Full revival of earning power

The reason why the virtuous cycle described above can be expected now is that Abenomics has fully restored earning power. Corporate profit doubled to 84 trillion yen since the introduction of Abenomics. On top of this earning power, two consumption tax hikes were made possible, resulting in a marked increase in tax revenues: Japan's general account tax revenues were 44 trillion yen in FY2012, but will be 65 trillion yen in the FY2022 budget, a 50% increase from 10 years ago.

 

 

 

The next challenge is to return corporate income to the economy; this is where "new capitalism" comes in

The Cabinet Secretariat's document on the Council for the Realization of New Capitalism states, "In the new capitalism, we will thoroughly pursue growth. However, unless the fruits of growth are properly distributed and used to invest in the next stage of growth, further growth will not occur. Distribution is not a cost, but an investment in sustainable growth. In Japan, the fruits of growth are not appropriately distributed to local regions and business partners and are not being fully channeled. Also not delivered to the next round of R&D, capital investment, and employee salaries. These "blockages" are preventing the next stage of growth. Waiting will not bring about trickle-down. It is necessary to eliminate the "blockages" through active policy involvement. The paper is proposing concrete measures such as (1) increasing wages, (2) facilitating labor mobility by improving skills, promoting side jobs and dual employment, and (3) formulating an "asset income doubling plan" to shift from savings to investment.

 

Why is emphasis on stock prices the right thing to do?

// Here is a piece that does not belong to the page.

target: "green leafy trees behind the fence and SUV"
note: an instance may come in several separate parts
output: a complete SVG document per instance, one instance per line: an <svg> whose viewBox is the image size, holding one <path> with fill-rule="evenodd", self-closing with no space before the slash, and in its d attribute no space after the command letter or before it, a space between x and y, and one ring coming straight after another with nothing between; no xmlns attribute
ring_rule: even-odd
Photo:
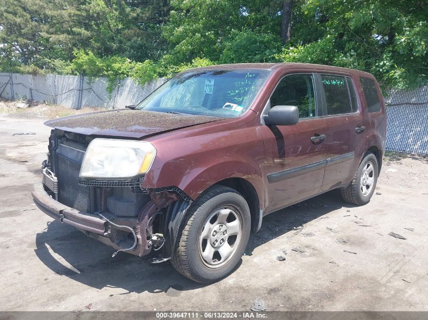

The way to resolve this "blockages" is to shift economic policy to emphasize stock prices. Mr. Kishida has reverted his original plan “new capitalism” which emphasize distribution to the Abenomics line of "a virtuous cycle of growth and distribution" by re-contextualizing. Simply put, he has made a major shift from a stance of disregarding and ignoring stock prices to one of emphasizing stock prices without any hesitation. In May 2022, Prime Minister Kishida urged investors in London to invest in Japanese stocks with the words "Invest in Kishida. This shift is a major corrective and the key to Kishida's long term government.

 

 

Fifty years ago, the leading companies in the U.S. were GM and GE, and when these companies became profitable, they expanded their factories and increased employment, triggering the next cycle of economic expansion. However, today's leading companies, such as Apple and Google, do not invest in facilities and do not increase employment much even if they make money. Their huge corporate profits do not lead to demand creation and the expansionary cycle of the economy. As a result, corporate surpluses are stuck in the financial markets, causing extremely low interest rates. The trend of low interest rates due to excess corporate profits and savings surpluses will not change even if inflation increased and monetary policy tightened, according to the IMF in its latest World Economic Outlook (April 2023, Chapter 2).

 

 

Shareholder Returns, an Essential Channel for Excess Profit Returns

The most desirable solution is to raise labor wages above productivity and sustainably increase household consumption. This requires moderate inflation, which is what is happening in the U.S. right now: the labor share has been rising since bottoming out in 2015 or so, and unit labor costs have also begun to rise. These trends are desirable from the perspective of increasing consumption through higher wages, narrowing inequality, and eliminating capital retrenchment. Herein lies the need for a high-pressure economy. However, this huge gap will not be filled unless wages continue to rise for a considerable period of time.

 

Therefore, for the time being, there is no other way but to return excess profits of corporations to the real economy through shareholder returns. The U.S. economy is the strongest among developed countries because the mechanism of returning excess corporate profits through the stock market is functioning well.

 

The Kishida administration's shift to a policy emphasizing stock prices is precisely the kind of policy that encourages the return of excess corporate profits to the economy in the U.S. style, and the result should be entirely satisfactory.